Ten Ways to Know When it is Time to Home School

Many parents are worried about the quality of their child's school. Thousands of families each year leave the public schools forever to educate their children at home. The renowned Cato Institute finds that there are as many as 1.23 million home schooling families. Those numbers are growing each year. The number of families who decide to home school is a good barometer for the general dissatisfaction they have with the public schools. As a result, thousands of parents decide to take their kids out of school. There are ten conditions to watch that will help you make this critical decision.

Watch for signs of unusual boredom in your child. Learning is not boring. What schools now call learning is often excruciatingly boring. Schools are rapidly becoming one size fits all education factories. Much of the work now designed for the classroom is written for a statistically average child. That child does not exist.

Watch for changes in your child's mood.

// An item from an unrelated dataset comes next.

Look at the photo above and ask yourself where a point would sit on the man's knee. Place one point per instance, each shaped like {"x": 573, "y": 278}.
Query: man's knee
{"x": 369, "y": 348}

Children can be depressed in the best of conditions. However, no child should be routinely apprehensive or depressed about school. Be sensitive to any long term changes in your child's mood. This usually indicates a systemic problem in the child's learning environment.

Watch for a high number of office referrals. Increasing numbers of office referrals indicate that the school is not connecting with its children. This one is harder for parents to determine. Listen to your child. Talk with other parents. Listen to your child's friends. Become a nosy parent. Show up with the intention of visiting in the office for a time. You may be amazed with what you see.
Watch for an obvious police presence. Even many elementary schools will have an armed police presence. Problem schools use the police as a not so subtle means of enforcing discipline. Police officers walking the hallways of a school with a loaded sidearm indicate the expectation of violence. This is a symptom of something more ominous.

Watch for high teacher turnover in your child's school. There are several possible reasons for high turnover. None of them are good. Teacher morale is at an all time low across our great country. The work load is tremendous in the best schools. If more than a very small number of teachers leave a school at the end of a year this is a symptom of something that is negatively impacting teachers. If teachers do not feel that a school is worth working in you should wonder if it is worth your child attending.

Watch for any sudden change in the physical health of your child. One of the most common complaints will be stomach aches, headaches and ill-defined symptoms. Be responsive to a child who wakes up sick every morning. If a child wakes up each day physically sick first see your doctor to eliminate some serious problem. Then look to the school as a reason. A child in a good school should look forward to the day. Don't depend on the child being able to tell you exactly why he feels ill. The child may be responding to the general conditions at the school. Or, the child could be responding to some specific problem such as bullying. In either case parents should regard continuous illness as a serious indicator that something may be wrong at school.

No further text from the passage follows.